Just made a brief note on another thread regarding our 3 weeks trip to Stoupa,( instead of going to Thassos)
Best wishes from Immingham Container Port........
Regards, Rex


----------



## LandCruiser (Feb 12, 2006)

Having also been in Crete this Spring, we came to a similar conclusion in that it would make an ideal Winter destination, albeit perhaps the cost of the double ferry journey each way has something to do with the lack of motorhomers on the island?

Speaking with two of the campsite owners on the South coast, it's clear the weather generally behaves itself during the winter months (one commented on Northern Europeans' fascination with daily weather forecasts - something most Cretans don't bother with "as the sun usually shines, it may rain, it may be windy, but next day will always be sunny !!"

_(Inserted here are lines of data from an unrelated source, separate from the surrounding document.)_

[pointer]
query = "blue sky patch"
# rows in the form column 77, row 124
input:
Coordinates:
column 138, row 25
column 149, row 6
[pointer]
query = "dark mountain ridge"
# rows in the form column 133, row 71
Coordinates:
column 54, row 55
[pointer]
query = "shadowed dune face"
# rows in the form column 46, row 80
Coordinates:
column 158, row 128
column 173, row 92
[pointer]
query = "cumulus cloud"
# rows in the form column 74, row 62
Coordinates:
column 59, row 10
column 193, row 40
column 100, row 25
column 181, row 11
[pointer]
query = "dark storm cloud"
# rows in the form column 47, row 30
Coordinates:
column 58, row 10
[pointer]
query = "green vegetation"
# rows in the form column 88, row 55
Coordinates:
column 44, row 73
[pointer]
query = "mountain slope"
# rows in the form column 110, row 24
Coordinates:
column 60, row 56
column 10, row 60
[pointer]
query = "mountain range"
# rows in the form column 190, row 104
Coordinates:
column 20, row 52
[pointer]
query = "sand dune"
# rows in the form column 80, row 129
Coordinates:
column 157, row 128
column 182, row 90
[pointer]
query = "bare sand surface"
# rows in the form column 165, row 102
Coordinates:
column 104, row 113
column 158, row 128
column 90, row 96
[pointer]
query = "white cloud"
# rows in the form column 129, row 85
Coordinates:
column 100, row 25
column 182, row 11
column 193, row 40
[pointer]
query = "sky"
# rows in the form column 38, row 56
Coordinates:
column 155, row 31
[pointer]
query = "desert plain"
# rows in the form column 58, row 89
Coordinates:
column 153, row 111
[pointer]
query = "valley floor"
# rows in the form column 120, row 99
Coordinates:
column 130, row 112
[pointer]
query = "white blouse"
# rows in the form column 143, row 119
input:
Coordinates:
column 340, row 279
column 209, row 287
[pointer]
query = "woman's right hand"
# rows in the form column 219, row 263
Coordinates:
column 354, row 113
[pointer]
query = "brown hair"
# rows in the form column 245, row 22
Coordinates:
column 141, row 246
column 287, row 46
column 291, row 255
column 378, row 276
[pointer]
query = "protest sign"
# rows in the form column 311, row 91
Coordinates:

We stayed mainly on campsites (8M mh towing a Smart on trailer!) all around the island, with just a few nights "wild" camping. Whilst agreeing the campsites aren't over cheap (most came in c. €15-€20) discounting is available for longer stays, so suspect this won't be a problem with the few all-year sites. "Off" season, "wild" camping is not an issue, despite the law in Greece, even the Cretan campsite owners seemed happy it occurs as it brings in more tourists !

For ferries, we would also thoroughly recommend the 6.5 hour "mid-day" Minoan sailing from/to Piraeus - you just have to be timing-selective when travelling in shoulder-seasons, because this is not a "daily" frequency sailing.

Overall, Crete was a brilliant touring experience in mid-April to end-June, it rained but twice in this time ! We sailed from Piraeus for a 3 week stay - and eventually returned, truly "laid-back" in Cretan style, some 7 weeks' later !! We just have to return !!

Brian.


----------